Movement Serves the Drama

Tiit Helimets and Yuan Yuan Tan

Lera Auerbach’s score richly conjures a dark, roiling ocean, with eerily ascending themes and whale-song theremin. The orchestra played beautifully under Music Director Martin West, and the ballet’s corps found the rhythms of the tricky syncopations. Yet Neumeier’s choreography isn’t much concerned with musicality or a distinctive style. He borrows whatever movement serves the larger stage picture, from the Alvin Ailey–like deep pliés and tilted extensions of the undersea creatures, to elements of Frederick Ashton’s Ondine in the mermaid’s pretransformation frolics, to hints of Mats Ek in the circusy bridesmaid dances.

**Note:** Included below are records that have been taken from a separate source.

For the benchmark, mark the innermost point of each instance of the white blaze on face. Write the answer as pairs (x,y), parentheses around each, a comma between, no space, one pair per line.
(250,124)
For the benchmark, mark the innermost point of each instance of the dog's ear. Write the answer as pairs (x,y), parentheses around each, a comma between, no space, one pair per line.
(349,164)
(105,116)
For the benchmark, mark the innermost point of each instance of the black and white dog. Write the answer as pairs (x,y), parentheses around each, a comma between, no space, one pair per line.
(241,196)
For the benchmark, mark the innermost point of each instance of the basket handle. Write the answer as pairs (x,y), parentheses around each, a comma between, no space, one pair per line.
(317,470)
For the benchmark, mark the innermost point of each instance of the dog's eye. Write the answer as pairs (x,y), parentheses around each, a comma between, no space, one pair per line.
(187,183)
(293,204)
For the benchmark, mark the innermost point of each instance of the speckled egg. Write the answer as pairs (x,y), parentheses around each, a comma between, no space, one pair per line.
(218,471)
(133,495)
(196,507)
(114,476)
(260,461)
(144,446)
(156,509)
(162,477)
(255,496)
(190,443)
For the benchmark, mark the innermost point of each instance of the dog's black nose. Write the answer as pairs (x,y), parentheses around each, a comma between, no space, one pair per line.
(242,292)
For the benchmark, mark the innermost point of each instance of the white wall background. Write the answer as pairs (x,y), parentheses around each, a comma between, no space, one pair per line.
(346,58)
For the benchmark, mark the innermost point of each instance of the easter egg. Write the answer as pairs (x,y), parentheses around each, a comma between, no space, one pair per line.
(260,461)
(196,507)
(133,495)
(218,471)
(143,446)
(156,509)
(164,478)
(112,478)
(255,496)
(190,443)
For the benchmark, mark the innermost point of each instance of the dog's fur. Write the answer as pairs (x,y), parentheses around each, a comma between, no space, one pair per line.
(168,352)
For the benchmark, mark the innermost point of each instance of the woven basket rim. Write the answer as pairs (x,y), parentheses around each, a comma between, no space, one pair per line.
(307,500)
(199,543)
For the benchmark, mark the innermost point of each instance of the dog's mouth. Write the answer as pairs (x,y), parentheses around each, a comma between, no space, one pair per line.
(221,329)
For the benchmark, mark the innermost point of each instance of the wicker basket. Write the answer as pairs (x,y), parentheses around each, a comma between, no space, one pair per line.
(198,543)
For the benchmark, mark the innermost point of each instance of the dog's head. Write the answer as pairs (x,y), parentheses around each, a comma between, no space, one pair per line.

I have no objection to choreography that is more about dance as storytelling than style (and I can’t help thinking how much influence Neumeier must have had on the creator of the now-famous “all-male” Swan Lake, Matthew Bourne). But I do wonder if, once the awe at the sets and costumes and the shock of Tan’s performance wear off, viewers will feel less forgiving toward the turgid storyline.

Be warned: Act 1 of this ballet is more than an hour long, and Act 2 nearly as endless; it feels long, because the emotional relationships among the characters really don’t change or develop. The prince is a chummy playboy oblivious to the mermaid’s torture (one nice touch here is the joking “got your nose!” gesture Neumeier has Edvard/the Prince make, first to the poet and later to the mermaid). Any story arc here is more of a flat line as we watch the mermaid suffer through one wedding dance after another. The Princess, too, simply carries on, tra-la-la. Sarah Van Patten, the company’s finest actress, gave an enthusiastic interpretation of that one-note character on Saturday; she will dance the mermaid in later performances, alternating with Tan. She will be a quite different mermaid, to be sure; and if she’s as committed as Tan, the standing ovations for a ballet that would have been more dramatically potent at half the length are likely to continue.